Harassment against women study conducted by Athar Foundation
A recent study showed %99 of women in Sana’a undergoes sexual harassment from males in the streets. The study covered the range of sexual offensive behaviors in the streets only which are found threatening or disturbing by most of the study respondents. The respondents said that they faced intended disturbing or upsetting persistent and unwanted sexual advances behaviors from men in streets where typically disadvantageous consequences are potential to the victims.
Athar Foundation for Development conducted a baseline study on street harassment against women in Sana’a during April and August of last year. The Middle East Program Initiative (MEPI) funded the study. 540 women from 5 districts in Sana’a governorate participated in the study. The respondent women consisted of schools and universities female students, public and private sectors employees and housewives who were at the end of the study introduced to knowing about existence of regulations on harassment felonies and existing toll free number for harassment cases complaints which is 199.
Last month, the foundation organized a discussion panel to present the study’s results and gather related recommendations to establish real mechanisms that will aim at combating the problem. A project on implementing measures to reduce the problem is the foundation current effort. The project is due to take place during February and March and again it will be funded by the Middle East Program Initiative (MEPI).

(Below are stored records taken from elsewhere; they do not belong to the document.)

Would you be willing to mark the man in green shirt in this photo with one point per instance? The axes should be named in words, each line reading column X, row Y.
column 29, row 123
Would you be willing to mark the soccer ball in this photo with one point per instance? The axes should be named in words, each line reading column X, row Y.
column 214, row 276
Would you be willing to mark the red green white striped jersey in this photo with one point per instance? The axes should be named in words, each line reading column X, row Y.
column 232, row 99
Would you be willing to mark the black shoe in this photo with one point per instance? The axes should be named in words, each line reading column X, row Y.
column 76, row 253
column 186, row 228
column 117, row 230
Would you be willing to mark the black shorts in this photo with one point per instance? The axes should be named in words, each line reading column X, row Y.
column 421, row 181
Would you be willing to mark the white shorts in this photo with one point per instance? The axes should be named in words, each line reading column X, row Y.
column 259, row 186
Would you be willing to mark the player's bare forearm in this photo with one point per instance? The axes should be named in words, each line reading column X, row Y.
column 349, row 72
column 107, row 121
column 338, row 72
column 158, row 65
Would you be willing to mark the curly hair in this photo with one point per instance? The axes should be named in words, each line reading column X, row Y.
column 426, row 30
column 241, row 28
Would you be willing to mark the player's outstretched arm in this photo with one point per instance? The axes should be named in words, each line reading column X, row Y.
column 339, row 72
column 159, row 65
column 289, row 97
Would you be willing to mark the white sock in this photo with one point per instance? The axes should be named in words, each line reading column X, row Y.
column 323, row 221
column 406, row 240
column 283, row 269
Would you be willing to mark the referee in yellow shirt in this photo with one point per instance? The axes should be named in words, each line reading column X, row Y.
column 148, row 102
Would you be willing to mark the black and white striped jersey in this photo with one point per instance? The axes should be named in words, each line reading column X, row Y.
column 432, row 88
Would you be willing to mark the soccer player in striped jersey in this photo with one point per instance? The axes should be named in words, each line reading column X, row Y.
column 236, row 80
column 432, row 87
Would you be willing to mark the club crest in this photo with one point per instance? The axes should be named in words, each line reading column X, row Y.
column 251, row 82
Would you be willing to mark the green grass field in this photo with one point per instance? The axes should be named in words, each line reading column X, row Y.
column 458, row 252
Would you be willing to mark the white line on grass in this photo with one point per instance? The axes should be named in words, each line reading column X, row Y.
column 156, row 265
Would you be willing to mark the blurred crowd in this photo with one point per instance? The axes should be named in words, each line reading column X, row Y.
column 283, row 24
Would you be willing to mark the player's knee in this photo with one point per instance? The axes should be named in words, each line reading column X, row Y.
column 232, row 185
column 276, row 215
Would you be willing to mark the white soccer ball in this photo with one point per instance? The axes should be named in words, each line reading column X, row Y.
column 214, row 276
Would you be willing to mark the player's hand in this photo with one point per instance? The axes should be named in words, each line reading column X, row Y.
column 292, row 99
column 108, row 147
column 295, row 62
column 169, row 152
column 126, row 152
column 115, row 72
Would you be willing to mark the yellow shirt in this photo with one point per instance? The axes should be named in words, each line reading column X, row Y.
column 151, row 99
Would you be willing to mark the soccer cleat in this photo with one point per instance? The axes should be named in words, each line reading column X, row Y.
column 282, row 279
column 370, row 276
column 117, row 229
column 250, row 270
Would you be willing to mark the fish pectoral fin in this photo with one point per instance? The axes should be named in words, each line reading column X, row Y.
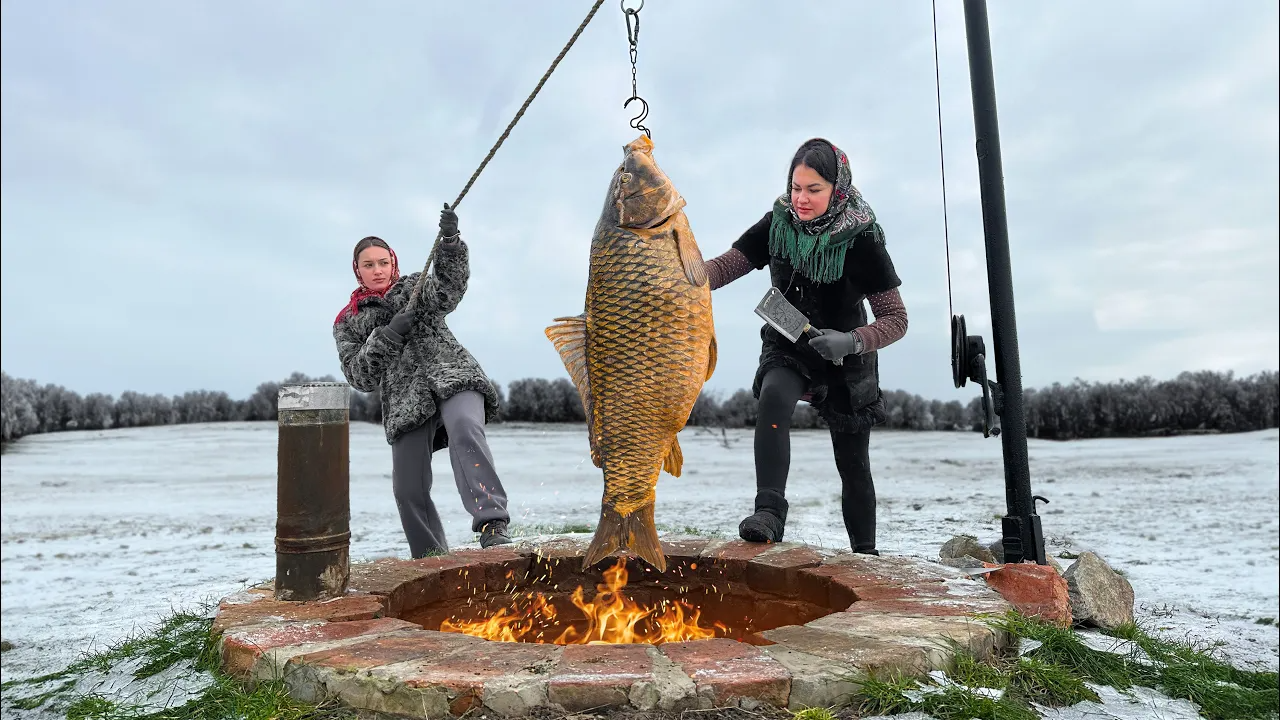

The session’s participants consisted of governmental bodies, educational delegates, civil society representatives, lawyers and media representatives. One of the main participants were L. Colonel Mr. Abdulaghani al-Wajih, the commander of patrol police in Sana’a and the secretary general of police club, Mr. Hussein al-Faqih, the director of operation administration at the Ministry of Interior. Other religious personas were invited but unfortunately they were absent.
At the session's beginning, the study’s results were put on show then the participants presented their analysis on the issue. At the end, each participant presented key proposal that will be under a coming project done by the Athar foundation in implementing actual measurements to fight the problem.
The Study’s Results
Besides that %99 of women in Sana’a undergoes sexual harassment from males in the streets, the study also had other detailed results. The survey sample was distributed in Maeen, al-Wahda, al-Thawra, Sho’ob and al-Tahreer districts. The targeted women’s age ranged from 20 till 50 years old. Most of the complaints came from the age 20-24, universities students making them have %51.9 complaints of the final sum and the least complaints came from women aged 50 and older. The harassment types’ nature varied from verbal sexual offensive remarks, physical touching to sensitive or insensitive parts of women’s bodies, stalking, to methods beyond all what were mentioned, leaving a tremendous psychological impact on the women let alone the social impact that in certain cases would lead many girls to drop their education, whether because of explicit reasons or direct reasons.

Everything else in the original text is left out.